To describe James Kirkland as a brawler isn't to do him justice. When I think of brawlers, I think of a crude hack-and-slash approach typified by wide looping shots. What makes Kirkland special is that he's actually relatively technically sound ... on offense. He puts his punches together nicely, and compactly, and has a devastating and varied attack to the head and body. What he shares in common with brawlers is that he is 100% offense. His defense isn't bad so much as it is irrelevant -- he has no objective in the ring but to deliver as much pain as possible in as short an amount of time. Often, this leads to him being knocked down -- indeed, it's rare to see a James Kirkland bout where he isn't at least rattled early in the fight. But he fights through it and eventually breaks nearly all of his opponents down.
The problem with James Kirkland is that he's inconsistent. His one loss is not to the greatest fighter on the planet, it's to entirely unheralded Nobuhiro Ishida, a light puncher who nonetheless dropped Kirkland three times in the very first round of their 2011 fight. Many blamed the loss on Kirkland lacking the presence of long-time trainer Ann Wolfe. After Ishida, he got back together with Wolfe and rattled off 5 straight victories. Two of those were phenomenal action bouts (against Alfredo Angulo and Glen Tapia). One of them has a serious question mark (Carlos Molina, who was beating Kirkland before getting controversially disqualified in what to my eyes was a clear misapplication of Texas rules). But all of them saw the Kirkland/Wolfe team clicking on all cylinders, which made it all the more eye-brow raising that Kirkland and Wolfe again parted ways. This story on ESPN
is the first one I've seen where Kirkland actually gives an explanation for his decision to move on, and it's not superficially ludicrous (Wolfe specializes in a particular skill-set of strength and conditioning, but Kirkland felt like he needed to improve his game in other areas). But it remains to be seen whether Kirkland can win at a high level without Ann Wolfe in his camp.
And that is a large part of the drama of this fight. It is the rare fight where I can see any
outcome. Canelo Alvarez is far better than Nobuhiro Ishida, and if Kirkland isn't in the right mindset its easy to imagine an early stoppage. I can also see Alvarez simply being better than Kirkland -- too strong, too tough, too versatile -- and either winning a decision or scoring the late KO. But when James Kirkland is on, he has the ability to tear through anyone
. It is not inconceivable that he could lay a beating on Alvarez similar to what he did against Tapia or Angula. It's also perfectly plausible that Alvarez -- who has never been down in his career -- can survive the punishment better but simply be busted up over the course of the fight.

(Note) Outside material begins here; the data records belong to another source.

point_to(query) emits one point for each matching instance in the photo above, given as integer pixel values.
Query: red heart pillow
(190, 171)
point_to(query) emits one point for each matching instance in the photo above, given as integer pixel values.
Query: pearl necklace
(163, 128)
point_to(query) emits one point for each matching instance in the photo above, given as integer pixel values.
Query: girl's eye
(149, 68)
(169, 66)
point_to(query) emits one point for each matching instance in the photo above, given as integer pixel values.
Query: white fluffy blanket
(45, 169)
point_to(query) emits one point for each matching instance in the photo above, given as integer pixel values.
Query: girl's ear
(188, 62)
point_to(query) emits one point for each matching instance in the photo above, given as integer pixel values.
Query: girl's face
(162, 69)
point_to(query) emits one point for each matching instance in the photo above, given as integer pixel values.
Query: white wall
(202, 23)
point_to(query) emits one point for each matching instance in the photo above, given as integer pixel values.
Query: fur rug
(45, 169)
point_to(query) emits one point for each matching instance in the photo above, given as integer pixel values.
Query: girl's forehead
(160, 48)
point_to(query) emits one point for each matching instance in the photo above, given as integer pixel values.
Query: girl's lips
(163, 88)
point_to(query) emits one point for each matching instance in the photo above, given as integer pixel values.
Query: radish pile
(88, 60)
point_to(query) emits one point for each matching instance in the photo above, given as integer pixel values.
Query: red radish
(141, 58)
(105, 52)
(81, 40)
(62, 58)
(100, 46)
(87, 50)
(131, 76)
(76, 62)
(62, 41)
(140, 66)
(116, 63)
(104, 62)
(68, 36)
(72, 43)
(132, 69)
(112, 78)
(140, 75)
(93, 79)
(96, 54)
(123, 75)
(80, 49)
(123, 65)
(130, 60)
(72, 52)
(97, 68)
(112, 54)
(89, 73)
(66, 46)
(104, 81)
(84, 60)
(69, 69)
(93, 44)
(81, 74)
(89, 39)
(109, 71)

If I was a betting man, I still wouldn't put money on this fight because there is so much in the air. The safer money is with Canelo Alvarez, who is more consistent, has fought higher-quality opposition, and is the a-side fighter here. But when things are clicking for James Kirkland he has a spark inside him that I haven't seen in any fighter since Mike Tyson. It makes for brutal action and high drama. And this Saturday, I expect it to make for a very interesting night.